По-прежнему Куцый съезжал на берег вместе со своим другом Кочиевым и сторожил его; по-прежнему смотрел вперед и забавлял матросов разными штуками, причем при окрике «Зуда идет!» стремительно улепетывал вниз, но тотчас же возвращался, хорошо понимая, что врага его уже нет на корвете.
1894
Нянька
Однажды вешним утром, когда в кронштадтских гаванях давно уже кипели работы по изготовлению судов к летнему плаванию, в столовую небольшой квартиры капитана второго ранга Василия Михайловича Лузгина вошел денщик, исполняющий обязанности лакея и повара. Звали его Иван Кокорин.
Обдергивая только что надетый поверх форменной матросской рубахи засаленный черный сюртук, Иван доложил своим мягким, вкрадчивым тенорком:
— Новый денщик явился, барыня. Барин из экипажа прислали.
Барыня, молодая видная блондинка с большими серыми глазами, сидела за самоваром, в голубом капоте, в маленьком чепце на голове, прикрывавшем неубранные, завязанные в узел светло-русые волосы, и пила кофе. Рядом с ней, на высоком стульчике, лениво отхлебывал молоко, болтая ногами, черноглазый мальчик лет семи или восьми, в красной рубашке с золотым позументом. Сзади стояла, держа грудного ребенка на руках, молодая, худощавая, робкая девушка, босая и в затасканном ситцевом платье. Ее все звали Анюткой. Она была единственной крепостной Лузгиной, отданной ей в числе приданого еще подростком.
— Ты, Иван, знаешь этого денщика? — спросила барыня, поднимая голову.
— Не знаю, барыня.
— А как он на вид?
— Как есть грубая матрозня!

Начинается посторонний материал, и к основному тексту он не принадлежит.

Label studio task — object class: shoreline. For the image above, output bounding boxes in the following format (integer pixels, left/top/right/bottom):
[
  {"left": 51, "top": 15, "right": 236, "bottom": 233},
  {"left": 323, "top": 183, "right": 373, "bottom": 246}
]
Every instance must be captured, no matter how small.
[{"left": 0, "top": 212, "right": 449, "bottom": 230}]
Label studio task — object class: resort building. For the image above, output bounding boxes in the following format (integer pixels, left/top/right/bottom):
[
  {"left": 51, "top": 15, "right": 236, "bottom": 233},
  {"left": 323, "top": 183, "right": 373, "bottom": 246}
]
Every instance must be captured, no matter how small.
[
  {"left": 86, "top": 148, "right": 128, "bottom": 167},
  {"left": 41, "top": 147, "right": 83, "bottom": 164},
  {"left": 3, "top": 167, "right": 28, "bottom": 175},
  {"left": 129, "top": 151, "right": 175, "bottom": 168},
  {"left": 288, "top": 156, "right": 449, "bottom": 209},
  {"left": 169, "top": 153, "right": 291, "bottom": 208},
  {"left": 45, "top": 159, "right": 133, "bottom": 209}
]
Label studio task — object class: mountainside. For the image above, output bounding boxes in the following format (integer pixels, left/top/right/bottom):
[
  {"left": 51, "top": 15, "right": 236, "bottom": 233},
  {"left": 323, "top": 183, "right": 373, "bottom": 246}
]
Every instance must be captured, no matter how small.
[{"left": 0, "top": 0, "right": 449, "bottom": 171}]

Безо всякого обращения, барыня! — отвечал Иван, презрительно выпячивая свои толстые, сочные губы.
Сам он вовсе не походил на матроса.
Полнотелый, гладкий и румяный, с рыжеватыми намасленными волосами, с веснушчатым, гладко выбритым лицом человека лет тридцати пяти и с маленькими, заплывшими глазками, он и наружным своим видом и некоторою развязностью манер напоминал собою скорее дворового, привыкшего жить около господ.
Он с первого же года службы попал в денщики и с тех пор постоянно находился на берегу, ни разу не ходивши в море.
У Лузгиных он жил в денщиках вот уже три года и, несмотря на требовательность барыни, умел угождать ей.
— А не заметно, что он пьяница? — снова спросила барыня, не любившая пьяных денщиков.
— Не оказывает будто по личности, а кто его знает? Да вот сами изволите осмотреть и допросить денщика, барыня! — прибавил Иван.
— Ну, пошли его сюда!
Иван вышел, бросив на Анютку быстрый нежный взгляд.
Анютка сердито повела бровями.
В дверях показался коренастый, маленького роста, чернявый матрос с медною серьгой в ухе. На вид ему было лет пятьдесят. Застегнутый в мундир, высокий воротник которого резал его красно-бурую шею, он казался неуклюжим и весьма неказистым. Переступив осторожно через порог, матрос вытянулся, как следует перед начальством, вытаращил на барыню слегка глаза и замер в неподвижной позе, держа по швам здоровенные волосатые руки, жилистые и черные от впитавшейся смолы.
На правой руке недоставало двух пальцев.
Этот черный, как жук, матрос с грубыми чертами некрасивого, рябоватого, с красной кожей лица, сильно заросшего черными как смоль баками и усами, с густыми взъерошенными бровями, которые придавали его типичной физиономии заправского марсового несколько сердитый вид, — произвел на барыню, видимо, неприятное впечатление.
«Точно лучше не мог найти», — мысленно произнесла она, досадуя, что муж выбрал такого грубого мужлана.
Она снова оглядела стоявшего неподвижно матроса и обратила внимание и на его слегка изогнутые ноги с большими, точно медвежьими, ступнями, и на отсутствие двух пальцев, и — главное — на нос, широкий мясистый нос, малиновый цвет которого внушал ей тревожные подозрения.
— Здравствуй! — произнесла, наконец, барыня недовольным, сухим тоном, и ее большие серые глаза стали строги.
— Здравия желаю, вашескобродие! — гаркнул в ответ матрос зычным баском, видимо не сообразив размера комнаты.
Этот крик заставил барыню вздрогнуть.
— Не кричи так! — строго сказала она и оглянулась, не испугался ли ребенок. — Ты, кажется, не на улице, а в комнате. Говори тише.